Ending jailed PKK leader’s isolation ‘urgent,’ says HDP

Ending jailed PKK leader’s isolation ‘urgent,’ says HDP

ANKARA
Ending jailed PKK leader’s isolation ‘urgent,’ says HDP

HÜRRİYET photo

Considering the ongoing clashes between the security forces and the outlawed Kurdistan Workers’ Party (PKK) in southeastern Turkey, the Kurdish problem-focused Peoples’ Democratic Party (HDP) has said ending the isolation of jailed PKK leader Abdullah Öcalan is an “urgent item on the agenda.”

“We took the initiative to end a series of hunger strikes, which we did after we were promised that Öcalan’s conditions would be improved,” said HDP Ankara deputy Sırrı Süreyya Önder on Jan. 7. 

“Isolating Öcalan and leading his people and his organization to worry about his life security and health conditions is an invitation for war. The isolation of Öcalan means digging a ditch as big as the Marmara Sea between our social peace and joint future,” Önder said.

His remarks came at a joint press conference with two deputy parliamentary co-chairs of the HDP, İdris Baluken and Pervin Buldan. All three were frequent visitors of Öcalan at İmralı Prison as part of the long-stalled government-led peace initiative.

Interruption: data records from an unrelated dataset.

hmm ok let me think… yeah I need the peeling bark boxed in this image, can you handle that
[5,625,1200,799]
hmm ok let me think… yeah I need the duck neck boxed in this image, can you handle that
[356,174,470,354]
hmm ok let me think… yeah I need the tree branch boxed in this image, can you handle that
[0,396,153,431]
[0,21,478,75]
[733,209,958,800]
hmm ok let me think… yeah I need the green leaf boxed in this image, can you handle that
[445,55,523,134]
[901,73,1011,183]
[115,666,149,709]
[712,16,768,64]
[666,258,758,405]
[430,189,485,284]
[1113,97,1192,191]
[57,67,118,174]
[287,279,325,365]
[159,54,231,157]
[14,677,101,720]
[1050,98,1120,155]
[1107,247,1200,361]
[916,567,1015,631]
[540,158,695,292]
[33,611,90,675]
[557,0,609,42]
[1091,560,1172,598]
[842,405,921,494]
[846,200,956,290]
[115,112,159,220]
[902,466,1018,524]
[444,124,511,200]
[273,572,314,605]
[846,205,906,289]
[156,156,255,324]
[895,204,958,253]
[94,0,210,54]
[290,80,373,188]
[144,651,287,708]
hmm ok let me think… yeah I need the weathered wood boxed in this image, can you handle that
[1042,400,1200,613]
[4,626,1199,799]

“Our call to the government is to fulfill what its promises demand. Current developments have placed the freedom of Öcalan as an urgent issue in front of us,” Önder also said. 

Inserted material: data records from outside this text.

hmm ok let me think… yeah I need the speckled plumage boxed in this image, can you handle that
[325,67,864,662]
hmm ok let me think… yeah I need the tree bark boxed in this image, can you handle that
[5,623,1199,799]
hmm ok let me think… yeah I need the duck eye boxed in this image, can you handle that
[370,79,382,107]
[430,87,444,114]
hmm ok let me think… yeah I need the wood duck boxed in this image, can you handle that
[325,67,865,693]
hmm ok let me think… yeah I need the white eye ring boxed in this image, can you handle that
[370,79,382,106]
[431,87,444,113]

In November 2013, Öcalan’s brother, Mehmet Öcalan, visited Öcalan for the first time in months and conveyed a call from the PKK leader that led to more than 700 prisoners ending hunger strikes that were risking their health. In January 2013, two pro-Kurdish lawmakers met with Öcalan on the first visit to İmralı Island Prison in the Marmara Sea by lawmakers since Öcalan was imprisoned in 1999.

Under an unofficial block on regular visits to Öcalan by his lawyers, his attorneys most recently met their client in July 2011.

The HDP delegation most recently met with Öcalan on April 5, 2015. On July 25, 2015, Prime Minister Ahmet Davutoğlu said no political delegation would be allowed to visit Öcalan unless the PKK takes its armed groups out of Turkey.

HDP deputy Önder linked Öcalan’s situation to efforts to write a new constitution. 

“If you want a new constitution, then you should start by addressing these grounds of ‘demonization,’ which are created by the old constitution and laws under it,” he said.